Reflexões do Fundo do Copo – Car Wash
Mais uma deliciosa crônica do amigo e colaborador de todos os sábados, Breno Raigorodsky. Para acessar seus textos anteriores, clique em Coluna do Breno, aqui do lado, na seção – Categorias.
– Está pronto?
– Prontinho, senhor
– Saiu todo o cheiro?
– Saiu, senhor, o material antibacteriano que usamos é aprovado pela USP e copiado em toda América
– Falando em América, o senhor é americano?
– Estou no Brasil há mais de seis anos, mas o sotaque não me deixa mentir
– Veio por quê?
– Briguei com meu pai, muito mandão, acha que tem o único nariz precioso do mundo
– Como assim?
– Ele é degustador de vinho muito famoso, mas erra bastante e não tem coragem de admitir
– É, parece que o cheiro saiu mesmo… Por um momento, achei que ia ter que vender o carro
– Nossa, só por conta de um caldo derrubado?
– É que cheiro de peixe vai impregnando, dominando o ar, conquistando todos os espaços por osmose, sabe como é?
– A propósito, senhor, desculpe a pergunta, foi o senhor que preparou?
– Preparou o quê?
– O caldo derramado
– Sim, fui eu
– Devia estar muito bom!
– Ué, como é que o senhor pode saber?
– Não digo com toda certeza, mas a gente se acostuma com cheiros, não é?

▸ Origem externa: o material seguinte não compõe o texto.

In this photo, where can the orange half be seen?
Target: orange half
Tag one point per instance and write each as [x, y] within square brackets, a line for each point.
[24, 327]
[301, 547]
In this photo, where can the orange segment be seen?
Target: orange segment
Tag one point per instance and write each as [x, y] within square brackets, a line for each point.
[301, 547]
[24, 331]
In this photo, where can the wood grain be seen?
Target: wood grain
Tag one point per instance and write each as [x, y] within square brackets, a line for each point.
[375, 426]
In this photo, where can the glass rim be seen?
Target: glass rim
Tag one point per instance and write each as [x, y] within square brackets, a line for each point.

Achei muito bom fazer um caldo com dois ou três tipos de conchas, misturado com o caldo de polvo.
– Como é que é? O senhor reconheceu a presença dos caldos do marisco de casca preta, do vôngole e do marisco de mangue?
– O senhor preparou com um vinho branco nada especial…E ainda completou com algum creme de leite… Era fresco ou de lata?
– Não acredito que por conta do cheiro de algumas gotas de caldo derramados no porta-malas do carro, depositados no compartimento do estepe, o senhor tenha condições de identificar tudo isso! O senhor entende de qualquer cheiro?
– Acho que sim. Sou um especialista em identificar, de metabolizar perfumes e sabores.
– Algo mais?
– Bom, não tenho certeza, mas acho que o senhor acabou usando uma mistura de azeite e manteiga, fritou um pouquinho com alho-porò, não foi?
– Era manteiga.
Fui embora espantado, pensando em como usar o filho do Robert Parker nas minhas experiências enogastronômicas.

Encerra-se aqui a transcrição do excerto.